STORM-2359: Add progress-based tuple timeout (topology.message.progress.timeout.secs)

conf/defaults.yaml

@@ -280,6 +280,10 @@ topology.eventlogger.executors: 0
 topology.tasks: null
 # maximum amount of time a message has to complete before it's considered failed
 topology.message.timeout.secs: 30
+# STORM-2359: when set, expire tuple trees only after this many seconds of no bolt progress,
+# instead of wall-clock time since emit. Prevents live tuples from timing out under backpressure.
+# Must be <= topology.message.timeout.secs to have effect. Default null = disabled (original behavior).
+topology.message.progress.timeout.secs: null
 topology.multilang.serializer: "org.apache.storm.multilang.JsonSerializer"
 topology.shellbolt.max.pending: 100
 topology.skip.missing.kryo.registrations: false

docs/Guaranteeing-message-processing.md

@@ -179,3 +179,46 @@ There are three ways to remove reliability. The first is to set Config.TOPOLOGY_
 The second way is to remove reliability on a message by message basis. You can turn off tracking for an individual spout tuple by omitting a message id in the `SpoutOutputCollector.emit` method.
 
 Finally, if you don't care if a particular subset of the tuples downstream in the topology fail to be processed, you can emit them as unanchored tuples.
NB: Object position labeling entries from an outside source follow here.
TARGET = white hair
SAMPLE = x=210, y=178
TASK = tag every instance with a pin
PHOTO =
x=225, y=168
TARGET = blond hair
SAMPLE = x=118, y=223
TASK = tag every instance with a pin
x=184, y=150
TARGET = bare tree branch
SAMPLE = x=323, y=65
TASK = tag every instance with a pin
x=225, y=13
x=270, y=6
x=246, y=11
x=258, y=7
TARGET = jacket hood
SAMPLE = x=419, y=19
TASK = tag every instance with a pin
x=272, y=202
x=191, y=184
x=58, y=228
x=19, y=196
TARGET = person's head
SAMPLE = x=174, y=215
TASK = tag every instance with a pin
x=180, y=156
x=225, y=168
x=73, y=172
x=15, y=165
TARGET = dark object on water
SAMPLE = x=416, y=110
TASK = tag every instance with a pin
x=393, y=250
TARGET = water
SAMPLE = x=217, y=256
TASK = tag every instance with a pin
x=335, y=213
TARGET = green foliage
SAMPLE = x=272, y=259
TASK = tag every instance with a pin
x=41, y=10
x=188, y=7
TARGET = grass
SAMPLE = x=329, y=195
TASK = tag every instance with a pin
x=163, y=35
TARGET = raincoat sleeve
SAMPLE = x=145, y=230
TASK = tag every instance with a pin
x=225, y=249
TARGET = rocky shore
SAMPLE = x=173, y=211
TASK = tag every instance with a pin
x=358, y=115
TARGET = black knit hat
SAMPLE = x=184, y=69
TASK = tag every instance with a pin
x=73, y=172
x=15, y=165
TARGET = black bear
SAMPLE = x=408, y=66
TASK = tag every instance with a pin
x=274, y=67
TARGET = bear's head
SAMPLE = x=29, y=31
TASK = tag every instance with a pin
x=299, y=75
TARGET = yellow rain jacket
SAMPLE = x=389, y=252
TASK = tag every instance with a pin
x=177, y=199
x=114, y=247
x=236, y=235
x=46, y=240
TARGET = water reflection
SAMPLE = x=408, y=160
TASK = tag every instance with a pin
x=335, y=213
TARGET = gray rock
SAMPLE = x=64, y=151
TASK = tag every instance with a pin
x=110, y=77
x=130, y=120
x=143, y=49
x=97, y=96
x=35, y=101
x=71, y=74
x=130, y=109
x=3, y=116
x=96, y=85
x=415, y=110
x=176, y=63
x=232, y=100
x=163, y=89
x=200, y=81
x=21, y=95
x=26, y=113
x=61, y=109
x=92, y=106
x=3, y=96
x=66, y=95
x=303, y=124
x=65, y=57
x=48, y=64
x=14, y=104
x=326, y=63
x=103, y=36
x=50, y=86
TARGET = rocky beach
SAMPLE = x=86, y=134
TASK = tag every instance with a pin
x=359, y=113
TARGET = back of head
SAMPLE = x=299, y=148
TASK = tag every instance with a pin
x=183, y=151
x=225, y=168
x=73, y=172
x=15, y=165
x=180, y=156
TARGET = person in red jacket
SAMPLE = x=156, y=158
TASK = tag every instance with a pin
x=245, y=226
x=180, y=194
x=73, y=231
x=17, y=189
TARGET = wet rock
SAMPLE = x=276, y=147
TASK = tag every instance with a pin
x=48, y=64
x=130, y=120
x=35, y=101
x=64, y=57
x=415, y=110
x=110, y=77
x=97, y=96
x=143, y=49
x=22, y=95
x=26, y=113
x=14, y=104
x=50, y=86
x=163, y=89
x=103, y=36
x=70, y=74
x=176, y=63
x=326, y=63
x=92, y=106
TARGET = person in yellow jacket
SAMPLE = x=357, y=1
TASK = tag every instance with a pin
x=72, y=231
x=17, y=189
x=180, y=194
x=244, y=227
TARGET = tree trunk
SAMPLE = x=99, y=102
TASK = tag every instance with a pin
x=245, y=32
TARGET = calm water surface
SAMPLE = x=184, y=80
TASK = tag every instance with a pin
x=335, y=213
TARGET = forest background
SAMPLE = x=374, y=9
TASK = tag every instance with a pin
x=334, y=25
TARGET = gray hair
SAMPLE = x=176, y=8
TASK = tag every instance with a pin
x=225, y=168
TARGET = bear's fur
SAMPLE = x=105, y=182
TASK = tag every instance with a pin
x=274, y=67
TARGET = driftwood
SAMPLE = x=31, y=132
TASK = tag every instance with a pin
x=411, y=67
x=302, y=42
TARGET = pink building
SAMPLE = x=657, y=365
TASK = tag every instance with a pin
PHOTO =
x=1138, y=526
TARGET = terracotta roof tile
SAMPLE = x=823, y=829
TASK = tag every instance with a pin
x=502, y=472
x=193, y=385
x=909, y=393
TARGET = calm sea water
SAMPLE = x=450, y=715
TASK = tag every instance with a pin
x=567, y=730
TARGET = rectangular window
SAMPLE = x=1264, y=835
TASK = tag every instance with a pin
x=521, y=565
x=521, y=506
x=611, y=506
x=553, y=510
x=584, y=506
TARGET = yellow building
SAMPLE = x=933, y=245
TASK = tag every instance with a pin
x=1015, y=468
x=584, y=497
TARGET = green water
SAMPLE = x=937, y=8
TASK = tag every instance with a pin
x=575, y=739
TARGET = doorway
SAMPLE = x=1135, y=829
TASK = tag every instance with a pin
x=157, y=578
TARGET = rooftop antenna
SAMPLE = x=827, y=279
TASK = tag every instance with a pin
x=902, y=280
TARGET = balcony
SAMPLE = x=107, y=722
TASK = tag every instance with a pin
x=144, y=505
Since they're not anchored to any spout tuples, they won't cause any spout tuples to fail if they aren't acked.
+
+
+### Progress-based timeout (STORM-2359)
+
+By default, `topology.message.timeout.secs` is wall-clock time measured from the moment a spout emits a tuple. This means a tuple sitting idle in a downstream bolt's receive queue under backpressure has its timeout clock running even before any bolt has touched it. Under sustained backpressure, a live and valid tuple can be failed purely because it waited too long in a queue — not because processing is stuck.
+
+This creates an inherent tradeoff:
+- **Short timeout**: orphaned tuple trees (from dead workers) are reclaimed quickly, but live tuples fail under load.
+- **Long timeout**: live tuples survive backpressure, but orphan reclamation takes longer after a worker failure.
+
+Storm 2.x introduces `topology.message.progress.timeout.secs` to address this. When set, a tuple tree is only expired if **no bolt has acked any tuple in the tree** for the configured number of seconds. A tuple tree with recent bolt activity — even one that is currently queued — will be rescued from timeout expiry as long as forward progress is being made.
+
+**Configuration:**
+
+```yaml
+# Standard wall-clock upper-bound timeout (default: 30s) — unchanged
+topology.message.timeout.secs: 120
+
+# Progress-based timeout: expire only after this many seconds of no bolt activity.
+# Set <= topology.message.timeout.secs to take effect.
+topology.message.progress.timeout.secs: 60
+```
+
+With the above, a tuple tree will be expired only if no bolt has acked any part of it for 60 seconds. The wall-clock limit of 120 seconds still applies as a hard upper bound.
+
+**What counts as progress?**
+
+Every time a bolt calls `ack()` on a tuple, the acker receives a partial-ack message for the tree. This resets the progress clock for that tree. No changes to bolt or spout code are required.
+
+**When to use this:**
+- Topologies where processing time varies significantly between tuples (e.g. calls to external services)
+- Pipelines that experience legitimate backpressure spikes
+- Cases where `collector.resetTimeout()` generates too much acker traffic
+
+**When NOT to use this:**
+- When orphan reclamation latency after worker failure is critical — a fixed wall-clock timeout is more predictable
+- Debugging sessions — use `topology.enable.message.timeouts: false` instead (but see the STORM-3514 warning below)
+
+**Backward compatibility:** `topology.message.progress.timeout.secs` is `null` by default. When unset, behavior is identical to prior versions with no change to existing topologies.
+
+### Warning: topology.enable.message.timeouts=false with max.spout.pending (STORM-3514)
+
+Setting `topology.enable.message.timeouts: false` while `topology.max.spout.pending` is a positive integer is a dangerous combination in production. When a worker dies, the orphaned tuple trees in the spout's pending map will never be reclaimed (no timeout fires), and once the pending map fills to `max.spout.pending`, `nextTuple()` will never be called again — permanently stalling the spout. Storm will log a `WARN` message at startup if this combination is detected. This setting is only safe in debugging sessions where no worker failures are expected.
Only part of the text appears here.